If it’s a laser, then technically you’re supposed to specify that it’s “concentrated science” just FYI
Weeds aren’t a problem, but typically the fertilizers for hydro are petroleum based, and therefore not sustainable.
Isn’t this the case for most of the ammonia based fertilizer used in all types of farming?
Yes it is. Haber-Bosch process is where all our ammonia comes from, and it’s fed via petrochemical stocks. No oil = no food.
HB really requires hydrogen, which typically comes from fossil fuels. However, with some policy changes the hydrogen for ammonia production could come from GHG free sources instead.

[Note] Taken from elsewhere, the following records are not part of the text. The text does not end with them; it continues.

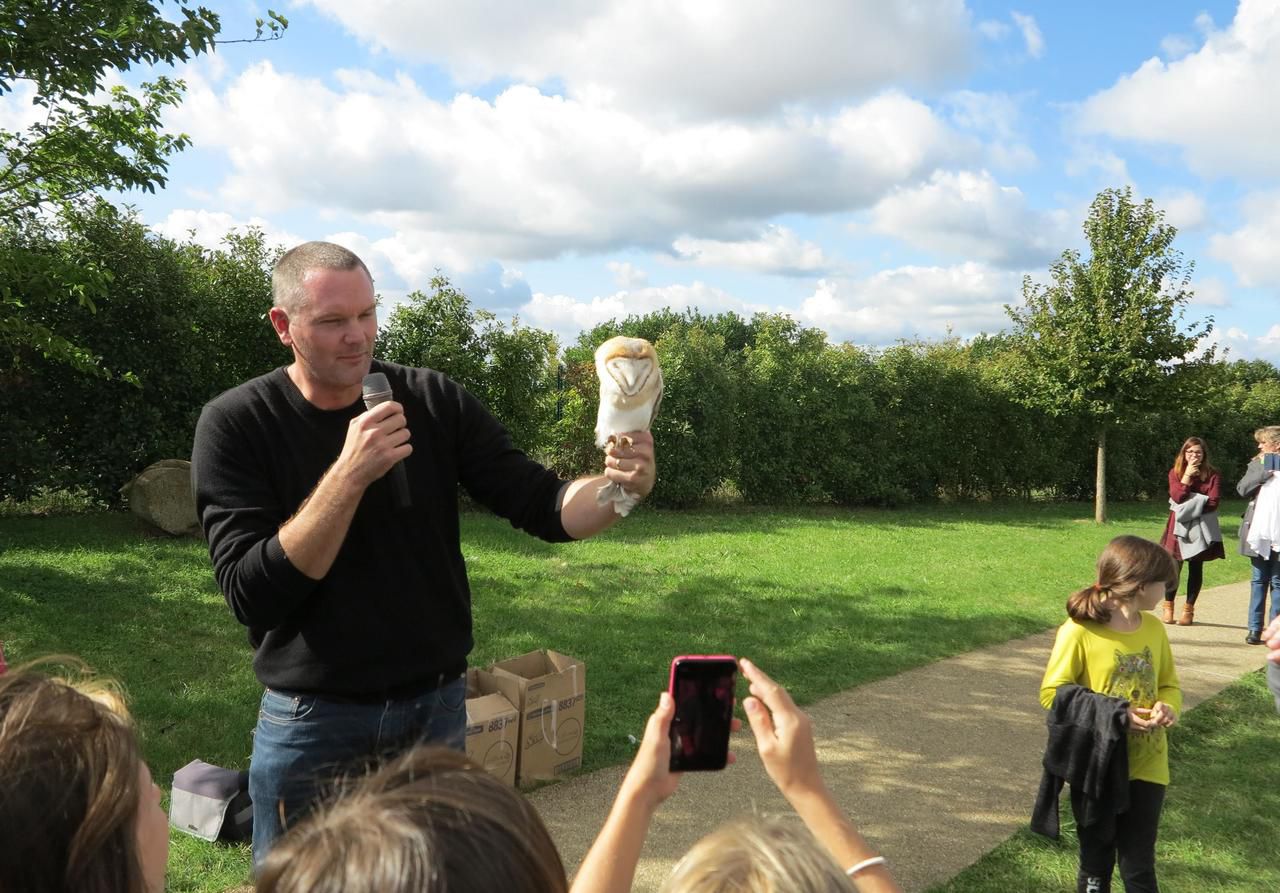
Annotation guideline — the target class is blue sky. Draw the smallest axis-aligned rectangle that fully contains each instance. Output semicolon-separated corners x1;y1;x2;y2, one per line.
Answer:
52;0;1280;363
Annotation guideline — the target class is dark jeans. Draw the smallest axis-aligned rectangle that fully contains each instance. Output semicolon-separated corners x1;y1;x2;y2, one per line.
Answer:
248;678;467;867
1071;780;1165;893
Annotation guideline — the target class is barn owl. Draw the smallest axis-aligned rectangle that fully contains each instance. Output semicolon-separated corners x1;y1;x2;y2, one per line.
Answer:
595;335;662;516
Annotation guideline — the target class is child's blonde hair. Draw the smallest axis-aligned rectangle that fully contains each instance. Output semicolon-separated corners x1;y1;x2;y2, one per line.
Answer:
660;819;856;893
257;745;568;893
1066;533;1178;623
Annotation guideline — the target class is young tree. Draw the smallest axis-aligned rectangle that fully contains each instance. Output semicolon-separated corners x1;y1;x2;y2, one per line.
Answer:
0;0;288;376
1005;187;1213;523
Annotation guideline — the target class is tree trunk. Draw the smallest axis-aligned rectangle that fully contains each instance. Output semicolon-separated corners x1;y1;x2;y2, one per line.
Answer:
1093;429;1107;525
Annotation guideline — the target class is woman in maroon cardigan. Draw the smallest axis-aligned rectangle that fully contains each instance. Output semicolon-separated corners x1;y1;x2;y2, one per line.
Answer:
1160;438;1226;627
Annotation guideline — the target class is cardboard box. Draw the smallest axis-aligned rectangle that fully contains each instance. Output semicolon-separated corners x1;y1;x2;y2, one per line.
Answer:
467;669;520;787
490;651;586;786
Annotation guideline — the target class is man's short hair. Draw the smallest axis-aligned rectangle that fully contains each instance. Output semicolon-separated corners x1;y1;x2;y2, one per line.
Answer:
271;242;374;313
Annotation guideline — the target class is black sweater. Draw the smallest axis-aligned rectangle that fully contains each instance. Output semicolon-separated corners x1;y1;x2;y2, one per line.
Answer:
192;362;570;697
1032;686;1129;841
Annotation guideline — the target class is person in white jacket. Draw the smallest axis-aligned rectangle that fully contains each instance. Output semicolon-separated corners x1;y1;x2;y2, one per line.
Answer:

You are right. However, with policy changes, we also need a tenable plan for a hydrogen economy that is physically and economically possible. The tech to produce and handle hydrogen on that scale does not exist, and much like carbon capture and storage, they are likely to remain a pipe dream; numbers don’t add up. We’ve spent a century building infrastructure that has no use other than extracting and processing fossil fuels. That we have enough resources to make the transition to a clean economy is in serious doubt at this time.
It does make a nice talking point to make everyone feel better about technology saving us from ourselves in the future, though. It’s certainly much more palatable than talking about the overshoot of the human population.
I could be wrong, but I don’t think you can grow all plants in hydroponics. For example, anything that grows on trees(large root systems) as well as grain crops (where you need a lot of plants together, rather in individual pods like in most hydroponics).
The only alternative I can think of is a greenhouse system. Like what indoor botanical gardens use for trees, but instead designed for farming. That would be expensive(more than farmers could afford), but it would also weather-protect crops.
But you are right about hydroponics or aquaponics for a lot of produce, though!
More innovation at play so we can continue our basic lack of understanding of plant & fungal communities!
Technology for idiocies sake! Wee!
To be fair, some people dedicate their lives to the study of fungi and still don’t fully understand them. Hell, after almost being able to scratch the surface in my own personal studies, I am open to the possibility of mycelium being sentient. Having seen mycelium adapt to food sources the way it does, makes me doubt a ton of what we do know about them.
We probably have to seriously reconsider scientific naming conventions because of them, actually. They can evolve and adapt almost spontaneously and it’s crazy. (They is some spry little things!)
What I am saying is that a “basic lack of understanding” is the understatement of the century.